La primera mañana en Ravenshollow fue extrañamente tranquila. Luna se despertó sin sobresaltos, sin el sonido de una puerta azotándose, sin los pasos furiosos de un hombre arrastrando botellas. Solo el murmullo suave del viento contra la ventana, y la voz cansada de su madre llamándola desde la cocina.
—Desayuné contigo en la cabeza toda la noche —dijo su madre cuando la vio aparecer con su mochila colgada al hombro.
Tenía ojeras profundas, y el uniforme del nuevo trabajo le colgaba un poco, como si hubiera perdido peso de golpe. Pero al menos estaba viva. Estaban vivas. Eso era lo único que importaba.
Luna asintió sin decir nada. Sus palabras habían empezado a escasear desde que todo pasó. Hablaba lo justo. Sonreír ya no le salía.
Salieron juntas. Su madre al trabajo. Ella, al instituto. La calle estaba húmeda por la lluvia de la madrugada, y el cielo seguía con esa paleta gris que parecía encajar con su estado de ánimo.
Ravenshollow High no era muy grande, pero tampoco pequeño. El tipo de escuela donde todos se conocen, pero nadie sabe realmente quién eres. Eso podía ser bueno. O un infierno.

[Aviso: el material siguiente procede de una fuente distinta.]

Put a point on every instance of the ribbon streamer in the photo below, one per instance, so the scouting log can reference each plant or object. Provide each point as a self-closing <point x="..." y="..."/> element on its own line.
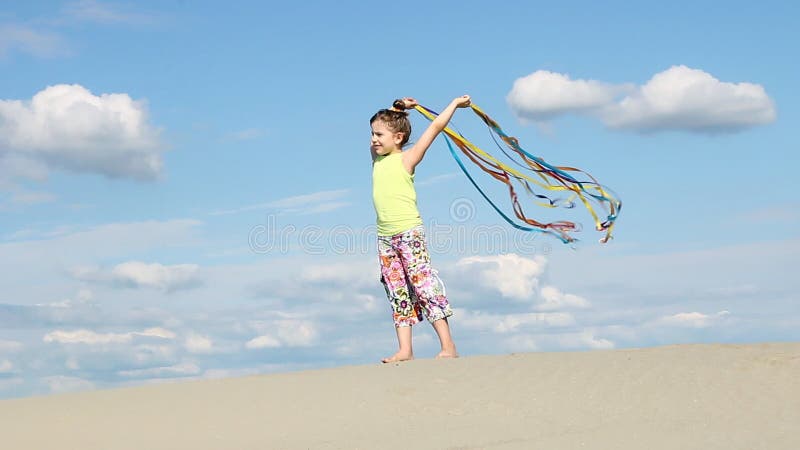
<point x="539" y="173"/>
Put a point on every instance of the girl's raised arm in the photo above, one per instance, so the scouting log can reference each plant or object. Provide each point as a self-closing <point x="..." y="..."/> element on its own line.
<point x="414" y="155"/>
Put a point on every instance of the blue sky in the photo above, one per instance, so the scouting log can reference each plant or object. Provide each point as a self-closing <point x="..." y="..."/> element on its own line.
<point x="185" y="191"/>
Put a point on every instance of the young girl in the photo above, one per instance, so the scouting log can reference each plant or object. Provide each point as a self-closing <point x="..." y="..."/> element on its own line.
<point x="411" y="284"/>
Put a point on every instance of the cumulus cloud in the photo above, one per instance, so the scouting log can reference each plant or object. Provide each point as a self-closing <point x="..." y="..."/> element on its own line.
<point x="68" y="127"/>
<point x="679" y="98"/>
<point x="313" y="203"/>
<point x="555" y="299"/>
<point x="263" y="341"/>
<point x="284" y="333"/>
<point x="177" y="370"/>
<point x="509" y="323"/>
<point x="137" y="274"/>
<point x="692" y="319"/>
<point x="543" y="95"/>
<point x="6" y="366"/>
<point x="196" y="343"/>
<point x="61" y="384"/>
<point x="10" y="346"/>
<point x="97" y="12"/>
<point x="90" y="337"/>
<point x="512" y="275"/>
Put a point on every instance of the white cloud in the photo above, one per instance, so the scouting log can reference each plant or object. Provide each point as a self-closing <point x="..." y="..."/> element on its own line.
<point x="283" y="333"/>
<point x="68" y="127"/>
<point x="297" y="333"/>
<point x="247" y="134"/>
<point x="179" y="370"/>
<point x="196" y="343"/>
<point x="21" y="38"/>
<point x="316" y="202"/>
<point x="555" y="299"/>
<point x="510" y="323"/>
<point x="97" y="12"/>
<point x="543" y="95"/>
<point x="6" y="366"/>
<point x="86" y="337"/>
<point x="512" y="275"/>
<point x="90" y="337"/>
<point x="10" y="346"/>
<point x="157" y="332"/>
<point x="61" y="384"/>
<point x="136" y="274"/>
<point x="692" y="319"/>
<point x="584" y="339"/>
<point x="679" y="98"/>
<point x="263" y="341"/>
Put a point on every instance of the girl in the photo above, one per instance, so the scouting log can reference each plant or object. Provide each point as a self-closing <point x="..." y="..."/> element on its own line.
<point x="411" y="284"/>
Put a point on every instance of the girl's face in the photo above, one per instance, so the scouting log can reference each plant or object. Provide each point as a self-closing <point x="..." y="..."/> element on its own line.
<point x="384" y="141"/>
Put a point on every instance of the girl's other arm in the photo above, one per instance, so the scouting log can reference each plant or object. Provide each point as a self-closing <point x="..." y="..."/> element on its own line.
<point x="414" y="155"/>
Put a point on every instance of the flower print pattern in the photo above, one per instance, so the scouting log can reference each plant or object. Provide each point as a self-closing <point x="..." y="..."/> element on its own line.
<point x="414" y="289"/>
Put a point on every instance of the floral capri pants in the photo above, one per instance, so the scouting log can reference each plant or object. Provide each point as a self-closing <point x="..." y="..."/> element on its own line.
<point x="413" y="287"/>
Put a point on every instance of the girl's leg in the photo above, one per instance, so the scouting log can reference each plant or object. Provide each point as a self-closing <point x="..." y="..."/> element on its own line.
<point x="404" y="340"/>
<point x="404" y="312"/>
<point x="428" y="289"/>
<point x="448" y="346"/>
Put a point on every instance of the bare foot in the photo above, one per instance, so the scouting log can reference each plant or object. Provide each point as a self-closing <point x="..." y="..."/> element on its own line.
<point x="397" y="357"/>
<point x="450" y="353"/>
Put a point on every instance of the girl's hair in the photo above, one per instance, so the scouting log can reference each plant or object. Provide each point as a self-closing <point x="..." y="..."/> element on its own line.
<point x="396" y="119"/>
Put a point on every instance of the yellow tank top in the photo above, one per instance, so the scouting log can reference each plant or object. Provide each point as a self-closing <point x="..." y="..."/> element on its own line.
<point x="394" y="196"/>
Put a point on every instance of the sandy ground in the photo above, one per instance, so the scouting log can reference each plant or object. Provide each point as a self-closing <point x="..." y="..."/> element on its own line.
<point x="676" y="397"/>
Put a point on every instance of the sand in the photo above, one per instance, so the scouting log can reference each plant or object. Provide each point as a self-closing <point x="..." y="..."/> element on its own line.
<point x="674" y="397"/>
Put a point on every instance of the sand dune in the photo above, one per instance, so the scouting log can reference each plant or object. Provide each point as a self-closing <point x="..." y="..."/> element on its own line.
<point x="675" y="397"/>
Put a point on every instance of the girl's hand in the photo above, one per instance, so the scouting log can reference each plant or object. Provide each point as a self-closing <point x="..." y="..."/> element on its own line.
<point x="462" y="102"/>
<point x="409" y="102"/>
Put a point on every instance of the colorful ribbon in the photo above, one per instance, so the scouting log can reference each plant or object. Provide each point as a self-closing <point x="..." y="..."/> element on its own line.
<point x="545" y="176"/>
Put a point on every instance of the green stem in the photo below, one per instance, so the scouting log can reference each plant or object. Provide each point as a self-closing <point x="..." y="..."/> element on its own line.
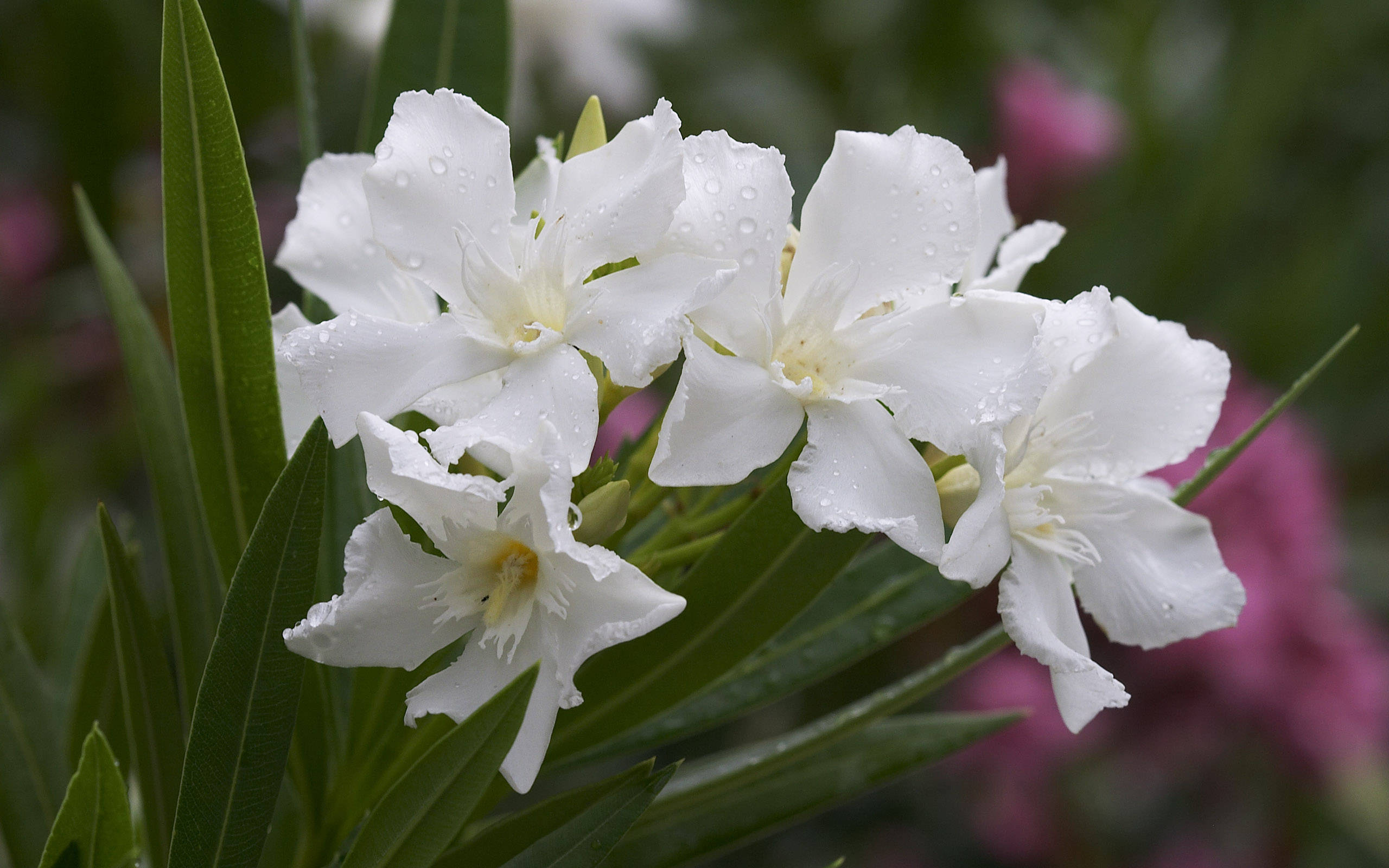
<point x="1220" y="459"/>
<point x="678" y="556"/>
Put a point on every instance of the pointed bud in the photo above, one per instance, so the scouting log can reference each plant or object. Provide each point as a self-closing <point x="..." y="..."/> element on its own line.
<point x="589" y="132"/>
<point x="603" y="512"/>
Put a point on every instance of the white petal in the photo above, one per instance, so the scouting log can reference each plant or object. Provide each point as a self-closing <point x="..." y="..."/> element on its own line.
<point x="556" y="385"/>
<point x="1150" y="396"/>
<point x="619" y="199"/>
<point x="457" y="402"/>
<point x="725" y="420"/>
<point x="623" y="606"/>
<point x="1018" y="253"/>
<point x="981" y="539"/>
<point x="296" y="412"/>
<point x="859" y="470"/>
<point x="1040" y="614"/>
<point x="443" y="169"/>
<point x="963" y="366"/>
<point x="330" y="247"/>
<point x="400" y="471"/>
<point x="356" y="363"/>
<point x="384" y="617"/>
<point x="634" y="318"/>
<point x="737" y="206"/>
<point x="1160" y="576"/>
<point x="991" y="185"/>
<point x="538" y="181"/>
<point x="478" y="675"/>
<point x="1075" y="331"/>
<point x="903" y="207"/>
<point x="538" y="513"/>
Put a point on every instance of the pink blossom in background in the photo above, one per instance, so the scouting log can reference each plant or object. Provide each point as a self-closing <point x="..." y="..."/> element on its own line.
<point x="628" y="421"/>
<point x="1050" y="131"/>
<point x="30" y="237"/>
<point x="1303" y="670"/>
<point x="1302" y="664"/>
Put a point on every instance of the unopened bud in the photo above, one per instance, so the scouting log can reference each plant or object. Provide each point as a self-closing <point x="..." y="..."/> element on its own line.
<point x="603" y="512"/>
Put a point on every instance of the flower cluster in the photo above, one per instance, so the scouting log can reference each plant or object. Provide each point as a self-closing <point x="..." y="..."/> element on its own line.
<point x="888" y="326"/>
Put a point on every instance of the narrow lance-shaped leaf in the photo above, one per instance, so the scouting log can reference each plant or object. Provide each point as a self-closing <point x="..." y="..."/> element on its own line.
<point x="425" y="809"/>
<point x="738" y="768"/>
<point x="95" y="813"/>
<point x="881" y="598"/>
<point x="245" y="714"/>
<point x="1220" y="459"/>
<point x="219" y="298"/>
<point x="763" y="573"/>
<point x="498" y="842"/>
<point x="306" y="98"/>
<point x="33" y="765"/>
<point x="589" y="838"/>
<point x="153" y="727"/>
<point x="195" y="577"/>
<point x="864" y="762"/>
<point x="464" y="45"/>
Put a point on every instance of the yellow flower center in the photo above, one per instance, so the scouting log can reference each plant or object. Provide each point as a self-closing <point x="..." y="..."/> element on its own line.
<point x="516" y="569"/>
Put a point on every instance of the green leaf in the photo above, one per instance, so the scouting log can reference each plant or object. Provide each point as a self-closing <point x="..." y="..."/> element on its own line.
<point x="1220" y="459"/>
<point x="306" y="99"/>
<point x="96" y="686"/>
<point x="33" y="765"/>
<point x="738" y="768"/>
<point x="95" y="813"/>
<point x="195" y="577"/>
<point x="763" y="573"/>
<point x="85" y="599"/>
<point x="507" y="837"/>
<point x="589" y="134"/>
<point x="239" y="739"/>
<point x="153" y="727"/>
<point x="219" y="299"/>
<point x="423" y="813"/>
<point x="464" y="45"/>
<point x="696" y="829"/>
<point x="882" y="596"/>
<point x="589" y="838"/>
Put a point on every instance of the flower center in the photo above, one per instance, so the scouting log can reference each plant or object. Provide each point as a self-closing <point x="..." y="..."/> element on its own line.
<point x="516" y="569"/>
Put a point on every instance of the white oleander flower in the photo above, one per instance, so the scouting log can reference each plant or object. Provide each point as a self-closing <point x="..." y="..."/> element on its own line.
<point x="1010" y="251"/>
<point x="519" y="582"/>
<point x="1130" y="395"/>
<point x="891" y="217"/>
<point x="516" y="263"/>
<point x="330" y="251"/>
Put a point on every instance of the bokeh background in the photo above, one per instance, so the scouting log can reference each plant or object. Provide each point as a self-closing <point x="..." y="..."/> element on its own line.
<point x="1224" y="163"/>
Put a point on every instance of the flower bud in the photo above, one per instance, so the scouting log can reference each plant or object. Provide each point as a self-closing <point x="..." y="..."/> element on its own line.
<point x="603" y="512"/>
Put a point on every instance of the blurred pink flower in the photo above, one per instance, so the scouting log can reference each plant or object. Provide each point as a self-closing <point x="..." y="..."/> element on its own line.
<point x="30" y="237"/>
<point x="1050" y="131"/>
<point x="1303" y="667"/>
<point x="627" y="421"/>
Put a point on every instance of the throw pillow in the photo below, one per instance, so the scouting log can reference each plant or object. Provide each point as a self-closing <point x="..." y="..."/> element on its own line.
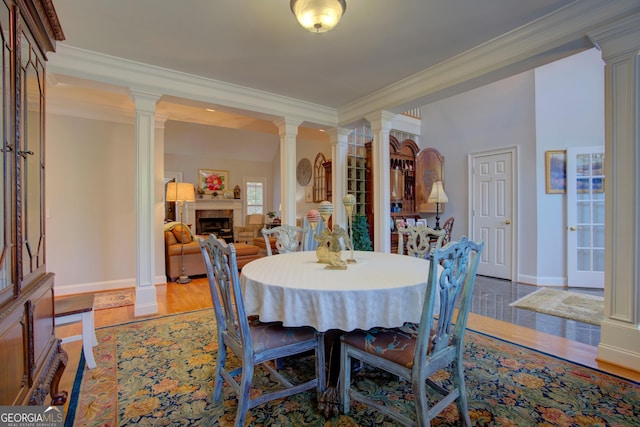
<point x="182" y="233"/>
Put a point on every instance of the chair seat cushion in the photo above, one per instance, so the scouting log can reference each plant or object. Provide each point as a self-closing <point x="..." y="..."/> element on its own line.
<point x="242" y="249"/>
<point x="395" y="344"/>
<point x="265" y="336"/>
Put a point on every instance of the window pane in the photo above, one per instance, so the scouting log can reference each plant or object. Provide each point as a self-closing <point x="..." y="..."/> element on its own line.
<point x="255" y="197"/>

Las miradas llegaron desde el primer paso que dio en los pasillos. Una chica nueva siempre llama la atención, pero Luna también llevaba la marca en la cara. Aunque el maquillaje la había ayudado a cubrir parte del moretón, su expresión, su forma de andar, todo gritaba que no estaba ahí por elección.
En la dirección le entregaron un horario y un mapa. Le dijeron algo sobre los profesores, la biblioteca y el gimnasio, pero Luna apenas escuchó. Su mente vagaba. Cada sonido fuerte, cada puerta que se cerraba de golpe, cada risa burlona en algún rincón... todo la tensaba.
La primera clase fue historia. Se sentó al fondo. No miraba a nadie. Solo tomaba apuntes con una letra perfecta, como si eso le diera control sobre algo. En el segundo descanso, una chica de cabello rizado y sonrisa suave se le acercó.
—¿Puedo sentarme? Soy Mae —dijo, señalando el banco junto a ella.
(Descripción física de Mae)
Mae era luz en medio del ambiente gris del instituto. De estatura baja y cabello rubio ondulado hasta los hombros, solía llevar gafas grandes y ropa colorida, con detalles vintage que hablaban de su personalidad única. Tenía unos ojos verdes expresivos y siempre sonreía, incluso cuando no hablaba. Había algo reconfortante en ella, como si su energía te envolviera y te hiciera sentir en casa.
Luna dudó. Luego asintió con un gesto casi imperceptible. Mae no insistió en hablar demasiado. Solo le ofreció una barra de cereal y se quedó ahí, en silencio cómodo.
Ese pequeño acto fue más de lo que había recibido en semanas.
Esa noche, Luna abrió una caja de cartón que aún no había tocado. Dentro, entre fotos viejas y cuadernos escolares, había una imagen de ella con su verdadero padre.
Tenía seis años en esa foto. Estaban en un parque. Él la sostenía en sus hombros, riendo, como si el mundo no pudiera tocarlos.
Papá.
No recordaba del todo su voz, pero sí cómo se sentía su abrazo. Cálido. Seguro.
Él murió en un accidente de tráfico cuando Luna tenía ocho años. Un conductor borracho. Ironías crueles del destino. Desde entonces, todo cambió. Su madre cayó en una tristeza profunda. A los pocos años, conoció a él. El hombre que prometió ayudarlas. El que se metió en sus vidas con manos suaves y sonrisa amable. Al principio.
Después vinieron las excusas. Los gritos. Las noches largas. Y los golpes.
Luna cerró la caja con fuerza.
Ya no podía volver atrás. Pero sí podía proteger lo poco que quedaba de sí misma. Y aunque ahora tuviera que caminar sola por los pasillos de una escuela nueva, en una ciudad desconocida, con heridas invisibles bajo la piel...
Estaba decidida a reconstruirse. Aunque fuera desde las cenizas.